There are a number of common design patterns for functional programming. These are typical approaches to functional programming that are used in a variety of contexts. 

Note the important distinction from object-oriented design patterns. Many OO design patterns are designed to make management of state more explicit, or aid in composition of complex, emergent behavior. For functional design patterns, the focus is almost always on creating complex behavior from simpler pieces.

There are many common functional design approaches shown throughout this book. Most have not been presented with a particular name or story. In this section, we'll review a number of these patterns.

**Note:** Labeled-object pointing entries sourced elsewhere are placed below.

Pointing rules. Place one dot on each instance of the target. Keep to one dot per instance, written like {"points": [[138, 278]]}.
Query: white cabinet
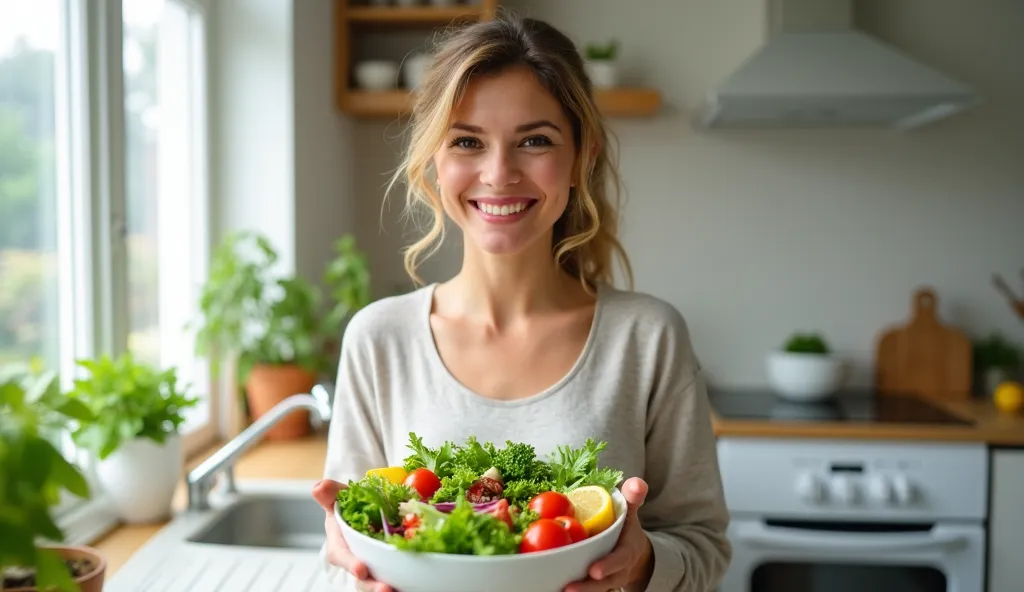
{"points": [[1006, 550]]}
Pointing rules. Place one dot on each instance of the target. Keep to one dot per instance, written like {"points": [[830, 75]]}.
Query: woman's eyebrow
{"points": [[519, 129]]}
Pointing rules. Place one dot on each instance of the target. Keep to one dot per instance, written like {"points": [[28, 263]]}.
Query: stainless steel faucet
{"points": [[200, 479]]}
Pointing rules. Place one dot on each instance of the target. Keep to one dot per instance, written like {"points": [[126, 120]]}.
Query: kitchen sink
{"points": [[270, 521]]}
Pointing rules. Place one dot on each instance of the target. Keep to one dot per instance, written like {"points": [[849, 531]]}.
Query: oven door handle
{"points": [[758, 535]]}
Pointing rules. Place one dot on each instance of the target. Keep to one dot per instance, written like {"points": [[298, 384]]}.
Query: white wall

  • Currying: This can be called a partial function application and is implemented with the partial() function in the functools module. The idea is to create a new function based on an existing function plus some (but not all) of the function's arguments.
  • Closures: In Python, it's very easy to define a function that returns another function. When the returned function includes variables bound by the outer function, this is a closure. This is often done when a function returns a lambda object or a generator expression. It's also done as part of creating a parameterized decorator. 
  • Pure functions: These are the common stateless functions. In Python, we may also work with impure functions to deal with stateful input and output. Additionally, system services and random number generators are examples of impure functions. A good functional design will tend to emphasize pure functions to the furthest extent possible, avoiding the global statement.
  • Function composition: The itertools library contains a number of tools for functional composition. In previous chapters, we also looked at ways to use decorators for functional composition. In many cases, we'll want to create callable objects so that we can bind functions together at runtime.
  • Higher-order functions: Python has a number of built-in functions that use other functions, these include map(), filter(), min(), max(), and sorted(). Additionally, libraries such as functools and itertools contain other examples.
  • Map-reduce algorithms: They are easily built using the higher-order functions. In Python, these amount to a variation on reduce(f, map(g, data)). We can use a function, f(), to handle reduction, and a function, g(), to perform an item-by-item mapping. Common examples of reductions include sum(), as well as many of the functions in the statistics library.
  • Lazy (“non-strict”) evaluation: This is exemplified by Python generator expressions. An expression such as (f(a) for a in S) is lazy and will only evaluate f(a) as values are consumed by some client operation. In many examples, we've used the list() function to consume values from a lazy generator.
  • Monads:  Imposing ordering is generally needless in Python because ordering of operations is unavoidable. We can use the pymonad library to provide some explicit syntax that can clearly show how ordering should be implemented within more complex expressions. This is helpful for input and output, but also for complex simulations where behavior is stateful.

In addition to these common functional programming design patterns, there are some additional techniques that are part of doing functional programming in Python:

  • Transforming tail recursion into a for statement: Python imposes an upper limit on recursion and there are rare cases where loops will allow us to exceed this limit. More importantly, recursion involves overhead in managing stack frames, which a for statement avoids.
  • Iterable functions: Using the yield from statement makes it very easy to create functions that are iterable collections of results from other functions. Using iterable results facilitates functional composition. 
  • Python decorators and callable objects can behave as  functors. In the ML-like languages, functors are used to take type definitions as parameters. In Python, type definitions are often class-based, and it's sensible to combine these with callable objects or decorators.

All of these functional design patterns can be characterized as typical or common ways to design and implement functional programming. Any kind of design that's frequently repeated forms a pattern we can learn from and use for our own software design.